Stadtmeisterschaft ohne einige Asse, aber mit großer Beteiligung

Von heute bis 10. September wird beim Wuppertaler TC aufgeschlagen. Angesichts der großen Meldezahl stellt auch der TC Dönberg seine Anlage zur Verfügung.

Wuppertal. Gerade sind beim SV Bayer die 31. Certoplast Open mit dem ersten Turniersieg von Katharina Rath (Bayer Leverkusen) und dem fünften von Mario Lesic (Mülheim Dümpten) zu Ende gegangen, da steht mit den 47. Wuppertaler Stadtmeisterschaften das nächste Tennis-Großereignis vor der Tür. 275 Meldungen hat Ausrichter Wuppertaler TC für die von heute bis 10. September an der Horather Schanze stattfindenden insgesamt 21 Wettbewerbe (15 Einzel und sechs Doppel) erhalten. Damit wurden selbst die kühnsten Erwartungen des Organisationsteams um Turnierleiter Thomas Drees übertroffen.

Zwar fehlen mit Abo-Sieger Matthias Schramm (Blau-Weiß Elberfeld), der Hallen-Stadtmeisterin Jutta Bornefeld (SV Bayer), der Vorjahresfinalistin Eugenia Enns (Weißblau Bemberg) oder den sturmerprobten Recken Friedel Caplan (Bayer) oder dem erkrankten Egon Eldring (Grün-Weiß Elberfeld) einige prominente Namen im Feld, doch findet dieser Höhepunkt und Abschluss der großen Turniersaison in Wuppertal auch überregional immer größere Beachtung.

Dass bei der Turnierleitung auch jede Menge Sonderwünsche eingegangen sind, dokumentiert die von WTC-Sportwart Michael Prochiner aufgestellte Liste mit cirka 140 Bitten und Anregungen, wann die Cracks zu spielen gedenken.
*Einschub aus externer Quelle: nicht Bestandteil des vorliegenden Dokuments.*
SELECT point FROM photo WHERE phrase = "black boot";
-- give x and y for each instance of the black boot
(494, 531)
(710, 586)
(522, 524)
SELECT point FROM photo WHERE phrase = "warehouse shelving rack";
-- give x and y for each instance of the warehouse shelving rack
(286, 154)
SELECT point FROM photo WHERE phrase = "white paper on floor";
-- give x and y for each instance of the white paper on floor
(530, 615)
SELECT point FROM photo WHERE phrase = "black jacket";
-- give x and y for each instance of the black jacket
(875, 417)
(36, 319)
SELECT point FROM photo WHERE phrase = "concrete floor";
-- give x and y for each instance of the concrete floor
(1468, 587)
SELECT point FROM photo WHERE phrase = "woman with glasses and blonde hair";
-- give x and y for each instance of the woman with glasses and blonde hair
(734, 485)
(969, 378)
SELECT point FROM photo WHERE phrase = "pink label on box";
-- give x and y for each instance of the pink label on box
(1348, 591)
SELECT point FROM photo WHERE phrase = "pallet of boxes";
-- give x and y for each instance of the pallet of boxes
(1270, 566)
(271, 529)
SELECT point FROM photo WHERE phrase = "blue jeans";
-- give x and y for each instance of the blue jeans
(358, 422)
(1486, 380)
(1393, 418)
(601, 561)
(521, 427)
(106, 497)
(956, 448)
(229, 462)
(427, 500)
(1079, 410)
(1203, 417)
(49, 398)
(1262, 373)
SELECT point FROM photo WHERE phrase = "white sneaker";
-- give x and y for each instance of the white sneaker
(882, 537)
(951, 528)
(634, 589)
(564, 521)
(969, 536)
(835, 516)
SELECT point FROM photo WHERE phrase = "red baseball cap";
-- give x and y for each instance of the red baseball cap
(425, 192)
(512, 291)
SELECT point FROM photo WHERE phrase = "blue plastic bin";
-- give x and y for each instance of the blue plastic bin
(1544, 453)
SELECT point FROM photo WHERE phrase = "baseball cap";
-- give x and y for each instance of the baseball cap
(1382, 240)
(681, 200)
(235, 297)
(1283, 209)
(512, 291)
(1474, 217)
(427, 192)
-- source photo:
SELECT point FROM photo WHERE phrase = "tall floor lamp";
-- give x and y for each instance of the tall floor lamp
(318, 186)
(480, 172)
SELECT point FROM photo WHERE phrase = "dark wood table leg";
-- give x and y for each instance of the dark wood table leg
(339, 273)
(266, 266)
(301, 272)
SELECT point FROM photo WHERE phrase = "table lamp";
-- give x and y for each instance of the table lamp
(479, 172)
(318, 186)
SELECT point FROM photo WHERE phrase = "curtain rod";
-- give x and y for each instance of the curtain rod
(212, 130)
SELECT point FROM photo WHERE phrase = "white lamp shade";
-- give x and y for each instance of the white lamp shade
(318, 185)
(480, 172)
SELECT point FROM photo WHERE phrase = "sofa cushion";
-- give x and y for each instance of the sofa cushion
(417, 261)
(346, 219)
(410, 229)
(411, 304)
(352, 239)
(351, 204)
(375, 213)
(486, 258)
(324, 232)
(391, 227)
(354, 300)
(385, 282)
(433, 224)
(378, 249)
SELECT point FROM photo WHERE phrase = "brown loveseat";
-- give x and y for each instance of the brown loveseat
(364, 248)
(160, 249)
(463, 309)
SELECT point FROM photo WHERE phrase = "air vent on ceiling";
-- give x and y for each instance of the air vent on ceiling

Am Donnerstag geht es nun um 16 Uhr los. Wegen der fortgeschrittenen Jahreszeit und der großen Teilnehmerzahl wird nicht nur beim WTC gepielt, sondern werden auch etliche Spiele 710 Meter Luftlinie entfernt beim TC Dönberg stattfinden.

In der offenen Herren-Disziplin ist Vorjahressieger Vincent Wollweber (BW Elberfeld) an Nummer eins gesetzt, vor Tobias Sprenger (TC Eigen-Stadtwald) Bastian Cornelius (Gold-Weiß) und Alexander Kerber vom SV Bayer, der mit 37 auch die meisten Aktiven gemeldet hat.

Bei den Damen der offenen Klasse führen Sandra Hein (RW Bad Honnef) und Vorjahressiegerin Lauren Wagenaar (NBV Velbert) die Setzliste an. Größer ist der Andrang im B-Feld bei Damen und Herren, wo der Tennis-Nachwuchs um Lorbeeren kämpft.

Bei den Herren 30 möchte der an Nummer zwei gesetzte Jörg Schüller (SV Bayer) gern einen weiteren Titel erkämpfen, und auch bei den Damen 40 ist das Teilnehmerfeld in den vergangenen Jahren stets gewachsen, so dass Dauer-Siegerin Sylvia Hüttemann (WTC) sogar diesmal hinter Thea Boos (DSD Düsseldorf) nur an Nummer zwei gesetzt ist und sich gegen immer größere Konkurrenz durchsetzen muss.

Die Altersklassen reichen bei den Herren im Einzel wie im Doppel bis zu 70 Jahren.

Der Eintritt zum großen Familienfest im Wuppertaler Tennis ist an allen Tagen frei.